Aporreé el cojín mientras gritaba, llena de ira. Recorrí la casa farfullando, cerrando cajones con todas mis fuerzas, pegando patadas a las cosas. Después de unas horas, cansada, solo quedó un poso de tristeza.
La noche trajo consigo inquietud y oscuridad a mi mente nublada. Quise llamarle un par de veces para intentar arreglar el daño causado por mis palabras, pero el dolor que provoca la verdad solo puede enmendarlo una mentira. Así que no lo hice.
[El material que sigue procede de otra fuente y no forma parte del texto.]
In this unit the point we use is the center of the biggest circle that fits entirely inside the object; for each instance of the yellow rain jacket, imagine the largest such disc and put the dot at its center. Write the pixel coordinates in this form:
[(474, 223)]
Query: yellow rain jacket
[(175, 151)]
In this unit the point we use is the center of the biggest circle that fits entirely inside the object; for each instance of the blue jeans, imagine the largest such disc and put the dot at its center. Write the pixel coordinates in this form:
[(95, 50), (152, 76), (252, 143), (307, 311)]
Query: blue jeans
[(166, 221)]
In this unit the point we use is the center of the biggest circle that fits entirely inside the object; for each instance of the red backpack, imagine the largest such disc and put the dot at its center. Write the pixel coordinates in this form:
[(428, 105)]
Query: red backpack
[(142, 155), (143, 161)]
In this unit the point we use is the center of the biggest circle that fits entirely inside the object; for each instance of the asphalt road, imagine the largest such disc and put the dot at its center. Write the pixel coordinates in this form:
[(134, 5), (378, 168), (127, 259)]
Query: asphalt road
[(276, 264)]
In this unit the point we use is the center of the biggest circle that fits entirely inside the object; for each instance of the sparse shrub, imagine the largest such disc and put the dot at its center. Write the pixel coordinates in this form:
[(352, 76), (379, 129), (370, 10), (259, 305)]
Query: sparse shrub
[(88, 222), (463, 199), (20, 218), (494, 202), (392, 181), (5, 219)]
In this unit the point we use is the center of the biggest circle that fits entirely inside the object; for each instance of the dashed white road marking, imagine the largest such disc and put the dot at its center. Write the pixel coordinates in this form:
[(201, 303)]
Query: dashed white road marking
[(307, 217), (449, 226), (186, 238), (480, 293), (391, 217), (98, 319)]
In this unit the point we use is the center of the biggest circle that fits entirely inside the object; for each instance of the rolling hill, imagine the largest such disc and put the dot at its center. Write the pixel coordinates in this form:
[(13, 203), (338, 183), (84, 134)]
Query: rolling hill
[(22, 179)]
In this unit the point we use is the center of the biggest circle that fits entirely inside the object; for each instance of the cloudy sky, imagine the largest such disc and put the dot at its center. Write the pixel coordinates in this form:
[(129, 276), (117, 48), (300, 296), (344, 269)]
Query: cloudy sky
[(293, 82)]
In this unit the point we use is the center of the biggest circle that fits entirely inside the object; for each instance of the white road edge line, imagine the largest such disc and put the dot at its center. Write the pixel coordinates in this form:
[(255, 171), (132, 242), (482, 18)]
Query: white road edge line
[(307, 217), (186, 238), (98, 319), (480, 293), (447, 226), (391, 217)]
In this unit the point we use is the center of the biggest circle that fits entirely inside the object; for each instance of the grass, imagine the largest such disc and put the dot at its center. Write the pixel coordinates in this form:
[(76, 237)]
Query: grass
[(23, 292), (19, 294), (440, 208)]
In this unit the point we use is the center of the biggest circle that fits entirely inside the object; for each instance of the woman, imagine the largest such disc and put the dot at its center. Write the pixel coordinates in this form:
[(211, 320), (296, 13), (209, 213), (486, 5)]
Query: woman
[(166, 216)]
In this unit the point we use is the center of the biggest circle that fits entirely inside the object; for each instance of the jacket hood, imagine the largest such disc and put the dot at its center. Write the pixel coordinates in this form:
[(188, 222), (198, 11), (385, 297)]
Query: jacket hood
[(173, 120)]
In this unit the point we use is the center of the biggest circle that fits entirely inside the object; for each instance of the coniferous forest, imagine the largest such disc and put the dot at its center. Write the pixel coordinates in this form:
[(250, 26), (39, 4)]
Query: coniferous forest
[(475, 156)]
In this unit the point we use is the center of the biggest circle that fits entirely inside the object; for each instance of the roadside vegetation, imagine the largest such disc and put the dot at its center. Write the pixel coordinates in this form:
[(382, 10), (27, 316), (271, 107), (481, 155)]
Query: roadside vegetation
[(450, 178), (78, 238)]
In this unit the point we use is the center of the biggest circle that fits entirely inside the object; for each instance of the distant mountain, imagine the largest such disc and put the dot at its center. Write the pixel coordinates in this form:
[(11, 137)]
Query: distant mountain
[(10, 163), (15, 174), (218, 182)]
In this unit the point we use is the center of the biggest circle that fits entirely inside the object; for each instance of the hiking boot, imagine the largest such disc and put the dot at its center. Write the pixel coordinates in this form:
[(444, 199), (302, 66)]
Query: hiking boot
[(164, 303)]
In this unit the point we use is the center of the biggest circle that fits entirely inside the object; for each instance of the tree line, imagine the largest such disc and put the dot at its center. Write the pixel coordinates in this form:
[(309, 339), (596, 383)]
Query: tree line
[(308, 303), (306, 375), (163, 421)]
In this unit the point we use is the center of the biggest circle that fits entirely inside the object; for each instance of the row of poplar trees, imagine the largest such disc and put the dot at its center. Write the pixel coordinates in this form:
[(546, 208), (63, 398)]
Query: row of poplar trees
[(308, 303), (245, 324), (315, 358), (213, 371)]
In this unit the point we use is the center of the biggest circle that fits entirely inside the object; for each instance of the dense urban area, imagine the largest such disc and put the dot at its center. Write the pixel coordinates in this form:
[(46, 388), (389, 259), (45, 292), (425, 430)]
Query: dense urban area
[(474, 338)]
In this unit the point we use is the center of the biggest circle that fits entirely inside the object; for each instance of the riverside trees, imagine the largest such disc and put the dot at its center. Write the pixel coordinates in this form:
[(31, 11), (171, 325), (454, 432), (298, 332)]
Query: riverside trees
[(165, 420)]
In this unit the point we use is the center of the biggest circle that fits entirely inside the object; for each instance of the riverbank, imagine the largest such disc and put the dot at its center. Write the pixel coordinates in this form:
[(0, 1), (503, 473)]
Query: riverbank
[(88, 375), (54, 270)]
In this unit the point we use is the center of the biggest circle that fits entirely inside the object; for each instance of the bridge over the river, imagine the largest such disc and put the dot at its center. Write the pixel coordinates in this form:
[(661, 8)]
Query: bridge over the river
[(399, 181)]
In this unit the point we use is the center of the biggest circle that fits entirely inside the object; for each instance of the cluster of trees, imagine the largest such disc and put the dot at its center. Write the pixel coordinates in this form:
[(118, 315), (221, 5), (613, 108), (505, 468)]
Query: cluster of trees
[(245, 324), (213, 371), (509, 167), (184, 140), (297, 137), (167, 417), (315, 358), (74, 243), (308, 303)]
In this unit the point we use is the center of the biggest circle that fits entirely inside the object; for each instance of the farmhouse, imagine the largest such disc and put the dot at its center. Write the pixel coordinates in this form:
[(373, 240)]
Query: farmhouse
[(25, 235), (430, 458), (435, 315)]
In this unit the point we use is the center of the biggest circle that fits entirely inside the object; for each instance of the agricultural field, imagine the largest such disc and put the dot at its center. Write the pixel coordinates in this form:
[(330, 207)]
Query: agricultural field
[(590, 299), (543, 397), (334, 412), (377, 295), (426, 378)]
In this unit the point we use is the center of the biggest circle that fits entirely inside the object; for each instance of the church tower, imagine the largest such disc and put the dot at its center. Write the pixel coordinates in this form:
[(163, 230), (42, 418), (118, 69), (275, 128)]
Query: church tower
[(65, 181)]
No conseguí dormir hasta casi al alba. Afortunadamente, mis clases del lunes no comenzaban hasta la tarde. Abrí los ojos alertada por el ruido de la puerta, sin ganas de levantarme, ni de comenzar la semana. Si no hubiera tirado todas las pastillas a la basura, habría tomado un sedante para dormir durante todo el día. No habría ido a trabajar, no tenía fuerzas. Quizá hubiera llamado al conservatorio si mi padre no hubiera aparecido.
—Hola... ¿Ada?
—Estoy en la habitación, papá —respondí muy bajito, desganada.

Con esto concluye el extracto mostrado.